Mereka yang cukup bijak untuk belajar mengelola konflik akan tumbuh menjadi pribadi yang dewasa (kata iklan, menjadi dewasa itu pilihan, menjadi tua itu pasti), mandiri, bijaksana, dll. Dalam istilah saya, ia akan menjadi pribadi yang matang, mapan, mempesona……akar dari inner beauty (bagi perempuan) atau inner handsome (bagi pria).
Nah, tantangannya adalah, bagaimana cara mengelola konflik interpersonal atau bahasa kerennya interpersonal conflict management ??
Kebetulan, salah seorang teman sedang mengalami masalah interpersonal yang cukup pelik dan mengganggu kenyamanannya, dan merembet kepada lingkungannya. Peristiwa ini menjadi bahan pelajaran yang sangat bagus bagi saya, karena saya menjadi belajar untuk lebih menghormati orang lain (termasuk rasa nyamannya dan hak-haknya), dan bagaimana mengelola respon ketika mengalami kekecewaan yang teramat sangat.
Singkat cerita, teman ini sedang merasa ketenangannya terusik dan bahkan merasa terancam oleh seseorang yang baru dikenalnya. Alasannya orang tersebut mengganggunya, karena ia kecewa oleh teman tersebut yang tidak bisa memberikan apa yang ia inginkan. Kecenderungannya ia bertekad, untuk win-loose atau loose-loose, diantara mereka berdua.

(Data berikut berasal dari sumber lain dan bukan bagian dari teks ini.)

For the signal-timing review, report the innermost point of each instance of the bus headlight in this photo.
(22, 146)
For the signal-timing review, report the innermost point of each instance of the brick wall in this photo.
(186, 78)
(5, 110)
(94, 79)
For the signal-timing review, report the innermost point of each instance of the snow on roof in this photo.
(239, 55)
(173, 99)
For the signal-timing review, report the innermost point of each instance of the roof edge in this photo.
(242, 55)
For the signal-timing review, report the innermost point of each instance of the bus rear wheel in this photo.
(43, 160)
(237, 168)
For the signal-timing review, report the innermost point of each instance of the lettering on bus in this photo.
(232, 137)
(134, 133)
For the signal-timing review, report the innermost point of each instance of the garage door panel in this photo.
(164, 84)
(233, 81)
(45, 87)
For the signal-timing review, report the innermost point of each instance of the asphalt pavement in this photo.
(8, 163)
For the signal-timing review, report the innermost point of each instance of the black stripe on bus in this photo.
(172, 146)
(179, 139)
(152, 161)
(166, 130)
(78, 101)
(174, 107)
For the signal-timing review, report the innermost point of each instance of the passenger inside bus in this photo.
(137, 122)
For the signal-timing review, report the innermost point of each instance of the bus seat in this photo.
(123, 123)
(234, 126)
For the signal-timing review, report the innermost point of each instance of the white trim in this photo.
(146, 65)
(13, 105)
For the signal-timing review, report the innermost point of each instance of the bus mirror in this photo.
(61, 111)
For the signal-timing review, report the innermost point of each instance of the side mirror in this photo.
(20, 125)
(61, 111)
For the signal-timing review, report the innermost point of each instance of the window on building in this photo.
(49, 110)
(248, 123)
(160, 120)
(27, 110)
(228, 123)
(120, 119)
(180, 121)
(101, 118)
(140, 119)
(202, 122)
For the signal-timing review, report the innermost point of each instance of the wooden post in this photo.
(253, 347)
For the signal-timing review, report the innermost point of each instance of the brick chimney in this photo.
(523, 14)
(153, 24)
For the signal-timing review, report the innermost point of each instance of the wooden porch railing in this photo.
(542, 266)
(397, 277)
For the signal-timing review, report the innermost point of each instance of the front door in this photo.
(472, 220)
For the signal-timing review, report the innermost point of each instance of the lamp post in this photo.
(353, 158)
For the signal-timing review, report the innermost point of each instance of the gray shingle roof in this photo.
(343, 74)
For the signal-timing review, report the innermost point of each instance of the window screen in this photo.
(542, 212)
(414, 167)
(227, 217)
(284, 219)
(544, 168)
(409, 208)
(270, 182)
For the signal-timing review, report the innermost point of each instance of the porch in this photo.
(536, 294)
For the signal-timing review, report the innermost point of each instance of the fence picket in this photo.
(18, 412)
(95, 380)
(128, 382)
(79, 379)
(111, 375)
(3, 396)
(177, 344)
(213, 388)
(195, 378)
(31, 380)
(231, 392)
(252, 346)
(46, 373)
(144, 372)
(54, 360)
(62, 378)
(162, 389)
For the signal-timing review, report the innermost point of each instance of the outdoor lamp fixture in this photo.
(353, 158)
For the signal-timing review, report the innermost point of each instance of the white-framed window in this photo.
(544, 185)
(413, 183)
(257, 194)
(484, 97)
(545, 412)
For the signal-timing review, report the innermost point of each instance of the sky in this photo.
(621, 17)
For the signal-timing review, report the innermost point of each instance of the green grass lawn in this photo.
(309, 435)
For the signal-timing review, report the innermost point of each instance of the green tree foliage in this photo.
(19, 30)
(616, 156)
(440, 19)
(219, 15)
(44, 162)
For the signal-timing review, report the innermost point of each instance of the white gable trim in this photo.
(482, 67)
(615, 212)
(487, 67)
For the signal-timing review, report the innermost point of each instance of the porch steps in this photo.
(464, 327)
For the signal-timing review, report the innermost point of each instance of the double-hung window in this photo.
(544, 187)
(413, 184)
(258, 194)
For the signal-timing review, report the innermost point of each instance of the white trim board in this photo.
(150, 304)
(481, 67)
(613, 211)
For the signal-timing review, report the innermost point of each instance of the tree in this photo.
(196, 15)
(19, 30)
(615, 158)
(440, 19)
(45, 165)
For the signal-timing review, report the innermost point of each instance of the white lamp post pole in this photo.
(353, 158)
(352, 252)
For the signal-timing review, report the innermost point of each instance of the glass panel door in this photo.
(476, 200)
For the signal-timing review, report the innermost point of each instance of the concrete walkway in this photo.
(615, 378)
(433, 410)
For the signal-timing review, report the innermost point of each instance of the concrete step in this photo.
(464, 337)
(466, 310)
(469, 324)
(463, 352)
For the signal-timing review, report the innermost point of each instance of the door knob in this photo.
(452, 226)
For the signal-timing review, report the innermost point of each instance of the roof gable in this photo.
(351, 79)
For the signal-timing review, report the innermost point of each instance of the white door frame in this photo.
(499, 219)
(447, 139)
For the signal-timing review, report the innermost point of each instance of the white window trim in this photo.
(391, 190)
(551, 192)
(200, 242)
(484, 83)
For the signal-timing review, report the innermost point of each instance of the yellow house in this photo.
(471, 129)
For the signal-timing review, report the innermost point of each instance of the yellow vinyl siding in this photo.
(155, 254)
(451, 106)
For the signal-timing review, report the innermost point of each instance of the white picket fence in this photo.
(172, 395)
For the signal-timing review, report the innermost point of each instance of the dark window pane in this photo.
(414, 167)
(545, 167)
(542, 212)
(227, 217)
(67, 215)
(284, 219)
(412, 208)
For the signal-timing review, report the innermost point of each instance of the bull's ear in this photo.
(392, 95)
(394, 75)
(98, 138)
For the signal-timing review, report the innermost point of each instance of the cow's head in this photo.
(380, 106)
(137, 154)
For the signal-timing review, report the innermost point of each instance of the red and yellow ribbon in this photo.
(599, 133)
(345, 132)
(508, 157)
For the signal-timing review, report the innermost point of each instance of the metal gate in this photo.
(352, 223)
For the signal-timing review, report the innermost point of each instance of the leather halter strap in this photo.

Meminjam teori analisis transaksional, interaksi antar personal akan terganggu jika transaksi yang terjadi antara A dan B, ternyata antara stimulus yang diberikan A tidak direspon B seperti yang diharapkan oleh si A. Posisi psikologis masing-masing di antara keduanya bisa jadi seperti berikut :
Cara memandang diri sendiri | Cara memandang orang lain |
I’m not ok | You’re not ok |
I’m not ok | You’re ok |
I’m ok | You’re not ok |
I’m ok | You’re ok |
Posisi psikologis ini ternyata mendasari gaya seseorang dalam menyelesaikan permasalahan, yaitu apakah ia akan mengambil penyelesaian masalah yang :
Loose – Loose (berdasar kepada posisi i’m not ok – you’re not ok)
Loose – Win (berdasar kepada posisi i’m not ok – you’re ok)
Win – Loose (berdasar kepada posisi i’m ok – you’re not ok)
Win – Win (berdasar kepada posisi i’m ok – you’re ok)
Jika saya bertanya kepada teman-teman, menurut Anda, gaya penyelesaian masalah manakah yang paling ideal ?? (jawaban bisa disimpan dalam hati saja kok, hehehe). Dan bagaimana perwujudannya ??
Dalam kehidupan sehari-hari, jika kita mencermati sekeliling kita, ada banyak yang mewakili empat kategori tersebut. Walaupun secara konsep, gaya penyelesaian (konflik interpersonal) win-win adalah yang paling ideal, tetapi tidak semua mampu menjalani.
Misal, karena kalah dalam bersaing dan tidak menjadi pemenang, maka ia bertekad bahwa tidak boleh ada seorang pun yang juga jadi pemenang (loose-loose). Atau karena merasa tidak enak (sungkan), misal kepada teman atau bos, maka ia diam saja ketika haknya diambil orang lain.
Gaya penyelesaian win-win, dalam istilah lain disebut sebagai kolaborasi.
Ciri-cirinya adalah, jika terjadi konflik antar individu, kegiatan lebih difokuskan mencari solusi atas konflik yang terjadi (diarahkan pada pemecahan masalah). Gaya ini dilakukan dengan tujuan untuk memenuhi kebutuhan kedua belah pihak.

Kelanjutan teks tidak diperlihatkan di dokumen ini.